Ensuite, ma mère m'a repris quand j'avais 8 ans et demi. A partir de ce moment-là, j'ai décidé que je ne serais jamais comédienne et que j'aurais 10 enfants. J'étais imprégnée d'une famille de théâtre et je la rejetais. Mais un jour, je suis allée voir un Nô japonais, monté par ma mère, La Rivière Sumida de Zeami Motokyo, où elle jouait également. Mes parents n'avaient pas reconstitué les codes du Nô japonais tel qu'il est joué au Japon. Le texte poétique était bien une traduction... Mais ils avaient repris la pièce et l'avaient réinventée à leur façon. Et le jeu n'était pas du tout naturaliste, un peu dansé… J'ai trouvé ça merveilleux. J'avais 17 ans. Pendant le spectacle, je me suis dit : « Si c'est ça le théâtre, je veux bien en faire. » J'ai complètement viré lors de cette soirée.
S. P. C'est justement ce théâtre imaginatif, non réaliste qui vous a marqué.

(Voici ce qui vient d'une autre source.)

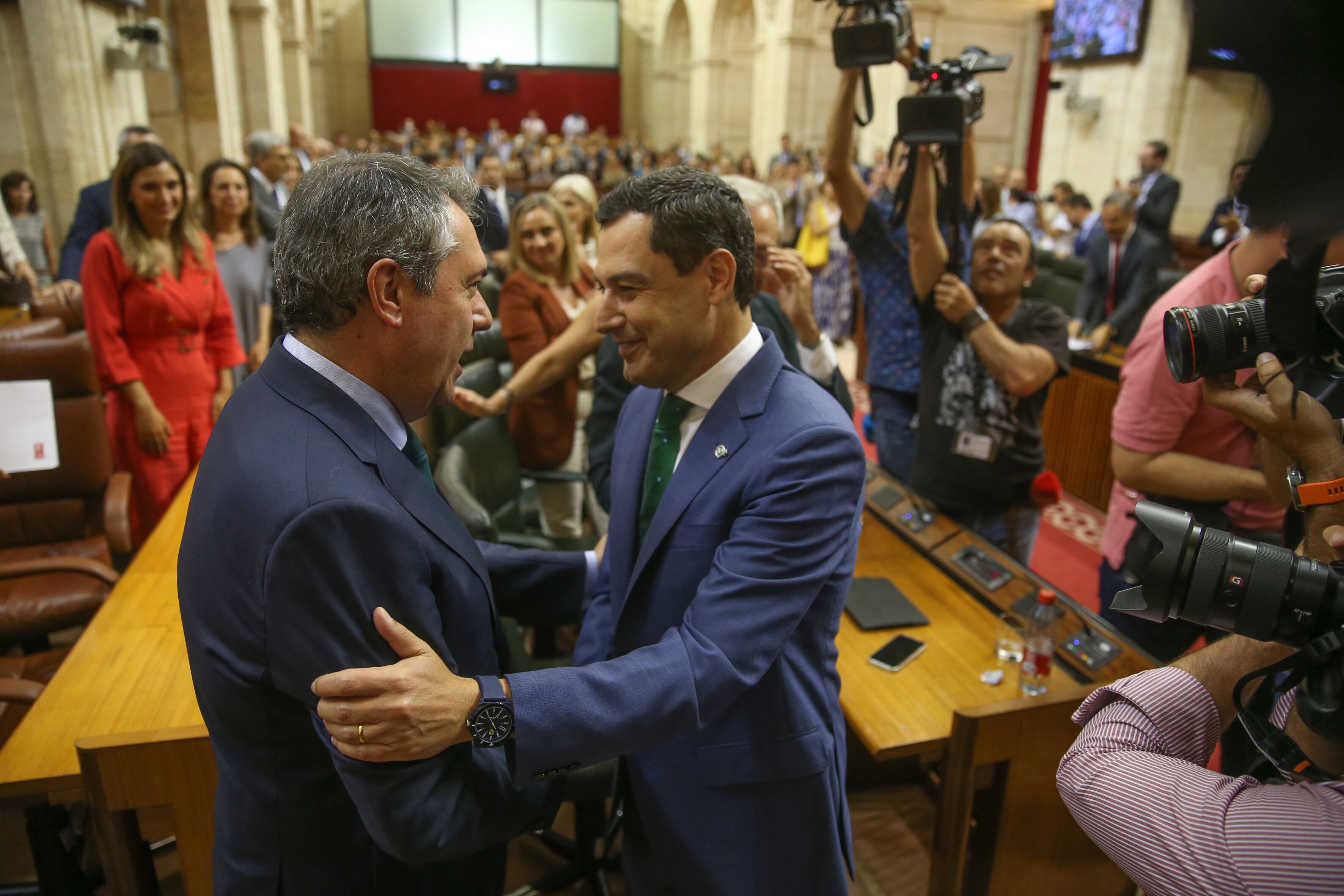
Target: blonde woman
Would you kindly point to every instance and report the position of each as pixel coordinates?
(549, 289)
(162, 331)
(578, 198)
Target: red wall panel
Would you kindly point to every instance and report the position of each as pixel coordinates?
(453, 94)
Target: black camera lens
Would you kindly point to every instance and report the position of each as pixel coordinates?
(1215, 339)
(1217, 580)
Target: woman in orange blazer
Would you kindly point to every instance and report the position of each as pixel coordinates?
(162, 331)
(549, 289)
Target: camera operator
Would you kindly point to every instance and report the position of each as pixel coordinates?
(882, 255)
(1170, 445)
(1136, 780)
(988, 357)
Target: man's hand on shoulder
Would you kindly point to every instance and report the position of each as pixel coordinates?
(412, 710)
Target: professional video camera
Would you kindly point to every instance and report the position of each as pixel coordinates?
(1261, 591)
(952, 97)
(1299, 316)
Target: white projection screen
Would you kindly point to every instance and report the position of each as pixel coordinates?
(581, 33)
(413, 30)
(520, 33)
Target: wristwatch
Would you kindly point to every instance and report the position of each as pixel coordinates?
(973, 319)
(1311, 494)
(492, 720)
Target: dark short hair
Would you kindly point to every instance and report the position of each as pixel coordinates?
(1031, 244)
(694, 213)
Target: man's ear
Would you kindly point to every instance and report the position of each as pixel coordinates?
(389, 289)
(721, 268)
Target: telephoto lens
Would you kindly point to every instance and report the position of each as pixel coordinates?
(1217, 580)
(1214, 339)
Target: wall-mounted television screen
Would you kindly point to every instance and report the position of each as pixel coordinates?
(1096, 30)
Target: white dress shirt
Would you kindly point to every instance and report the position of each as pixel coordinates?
(706, 389)
(279, 191)
(374, 402)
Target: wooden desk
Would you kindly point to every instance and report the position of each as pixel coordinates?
(1076, 426)
(909, 712)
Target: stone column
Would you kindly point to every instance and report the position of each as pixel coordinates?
(296, 50)
(195, 108)
(261, 68)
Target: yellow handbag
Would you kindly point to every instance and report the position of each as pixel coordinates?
(816, 250)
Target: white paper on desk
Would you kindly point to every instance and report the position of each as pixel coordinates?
(27, 428)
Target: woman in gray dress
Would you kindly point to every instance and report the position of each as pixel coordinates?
(244, 257)
(30, 223)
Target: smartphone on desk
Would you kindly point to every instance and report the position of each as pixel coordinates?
(897, 653)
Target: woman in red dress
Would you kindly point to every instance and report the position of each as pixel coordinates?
(162, 331)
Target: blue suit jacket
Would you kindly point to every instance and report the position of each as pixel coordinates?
(92, 214)
(707, 659)
(306, 518)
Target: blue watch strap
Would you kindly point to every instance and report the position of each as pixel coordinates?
(491, 690)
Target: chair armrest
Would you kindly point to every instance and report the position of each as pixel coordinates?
(116, 514)
(19, 691)
(554, 476)
(42, 566)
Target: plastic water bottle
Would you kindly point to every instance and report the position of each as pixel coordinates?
(1039, 649)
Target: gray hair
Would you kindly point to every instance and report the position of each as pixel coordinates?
(756, 194)
(263, 143)
(350, 211)
(1121, 198)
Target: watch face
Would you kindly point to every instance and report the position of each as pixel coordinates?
(492, 725)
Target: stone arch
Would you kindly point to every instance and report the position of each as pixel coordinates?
(733, 61)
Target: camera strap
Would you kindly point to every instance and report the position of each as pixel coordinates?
(1281, 750)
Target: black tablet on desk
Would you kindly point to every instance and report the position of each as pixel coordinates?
(877, 604)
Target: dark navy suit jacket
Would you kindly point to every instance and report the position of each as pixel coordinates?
(718, 636)
(92, 214)
(306, 518)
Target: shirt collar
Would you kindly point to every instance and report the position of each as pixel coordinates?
(374, 402)
(706, 389)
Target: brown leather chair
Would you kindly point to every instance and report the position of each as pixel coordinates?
(60, 528)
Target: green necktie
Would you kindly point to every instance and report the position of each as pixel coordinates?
(415, 451)
(663, 449)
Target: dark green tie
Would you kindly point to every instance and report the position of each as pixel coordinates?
(663, 449)
(416, 452)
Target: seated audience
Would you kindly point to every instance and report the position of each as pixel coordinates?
(162, 331)
(269, 158)
(1121, 278)
(1171, 446)
(988, 359)
(30, 223)
(547, 291)
(832, 300)
(578, 198)
(494, 209)
(229, 217)
(93, 214)
(1230, 215)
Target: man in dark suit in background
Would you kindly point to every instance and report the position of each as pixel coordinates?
(312, 507)
(494, 207)
(1155, 193)
(93, 214)
(1121, 278)
(269, 155)
(781, 278)
(1230, 217)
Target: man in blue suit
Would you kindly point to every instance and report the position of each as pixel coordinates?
(94, 213)
(707, 657)
(314, 506)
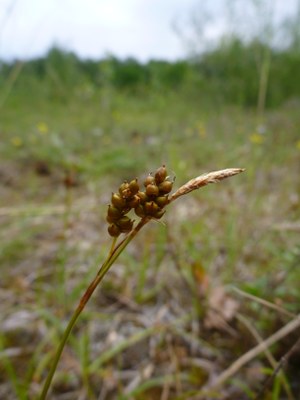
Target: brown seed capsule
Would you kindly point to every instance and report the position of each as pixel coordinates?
(162, 201)
(125, 224)
(151, 208)
(149, 180)
(113, 213)
(118, 201)
(159, 214)
(134, 186)
(143, 197)
(152, 190)
(134, 202)
(113, 230)
(165, 187)
(124, 190)
(160, 174)
(140, 212)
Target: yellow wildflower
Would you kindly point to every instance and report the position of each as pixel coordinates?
(256, 138)
(16, 141)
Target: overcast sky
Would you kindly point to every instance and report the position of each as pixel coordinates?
(92, 28)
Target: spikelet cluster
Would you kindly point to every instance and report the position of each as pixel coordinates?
(147, 203)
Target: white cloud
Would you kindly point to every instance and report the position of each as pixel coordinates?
(140, 28)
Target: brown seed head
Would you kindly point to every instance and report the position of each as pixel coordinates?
(118, 201)
(149, 180)
(113, 230)
(165, 187)
(134, 186)
(152, 190)
(113, 213)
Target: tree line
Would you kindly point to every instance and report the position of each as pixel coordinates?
(230, 72)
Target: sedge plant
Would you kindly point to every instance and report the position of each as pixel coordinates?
(148, 204)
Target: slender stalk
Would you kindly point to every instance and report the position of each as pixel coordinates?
(113, 255)
(116, 250)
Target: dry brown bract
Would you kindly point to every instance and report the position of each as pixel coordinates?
(205, 179)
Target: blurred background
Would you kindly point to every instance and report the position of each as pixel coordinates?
(93, 93)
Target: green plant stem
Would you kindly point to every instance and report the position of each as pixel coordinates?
(113, 255)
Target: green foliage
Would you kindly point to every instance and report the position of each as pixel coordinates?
(229, 73)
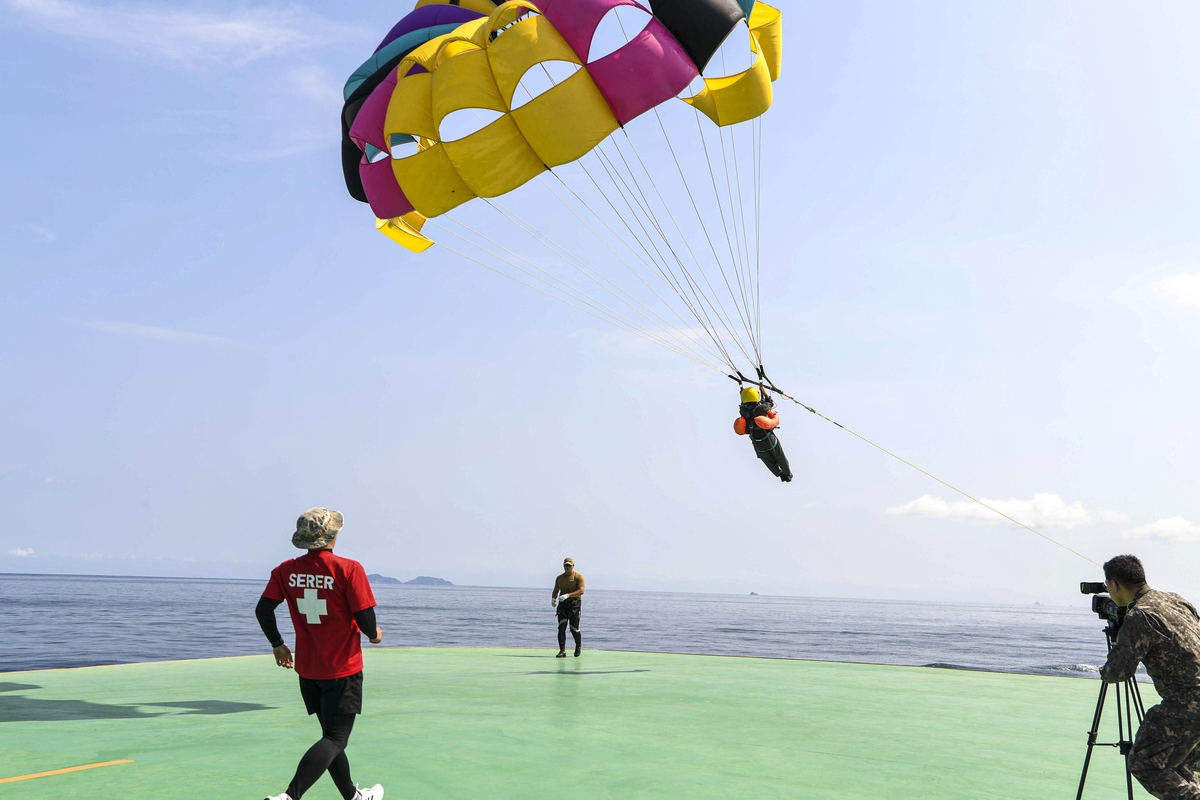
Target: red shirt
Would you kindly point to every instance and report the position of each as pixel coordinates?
(323, 591)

C. D. Oui, c'est un théâtre qui n'est pas naturaliste, mais poétique. Quand La Rivière Sumida a été jouée, et lorsque on a monté une autre pièce du même auteur dans laquelle j'ai joué, les spectateurs et les critiques ont été frappés par cela. Ce genre de spectacles était assez exceptionnel à l'époque. J'avais vu d'autres spectacles auparavant, mais celui-ci fut vraiment un déclic. Auparavant, j'avais vu Dullin dans Richard III, mais j'étais trop petite pour m'en souvenir… Et puis, j'étais trop dans un rejet par rapport au théâtre. En fait deux choses m'ont vraiment marquée. Ce spectacle et le fait de faire du théâtre pour enfants.
S. P. Ensuite vous êtes allée à l'école du Old Vic Theatre…
- 2 John Gielgud (1904-2000) est un comédien anglais considéré comme l’un des plus grands acteurs shake (...)
C. D. Ma mère a voulu que j'aille à l’Old Vic School, que dirigeait Michel Saint-Denis, qui était le neveu de Copeau et son assistant au Vieux-Colombier, et qui reprenait ses idées. Mais c'était une grande école nationale, très organisée, alors que l’École du Vieux-Colombier était une petite école expérimentale, qui se cherchait et n'a pas duré longtemps.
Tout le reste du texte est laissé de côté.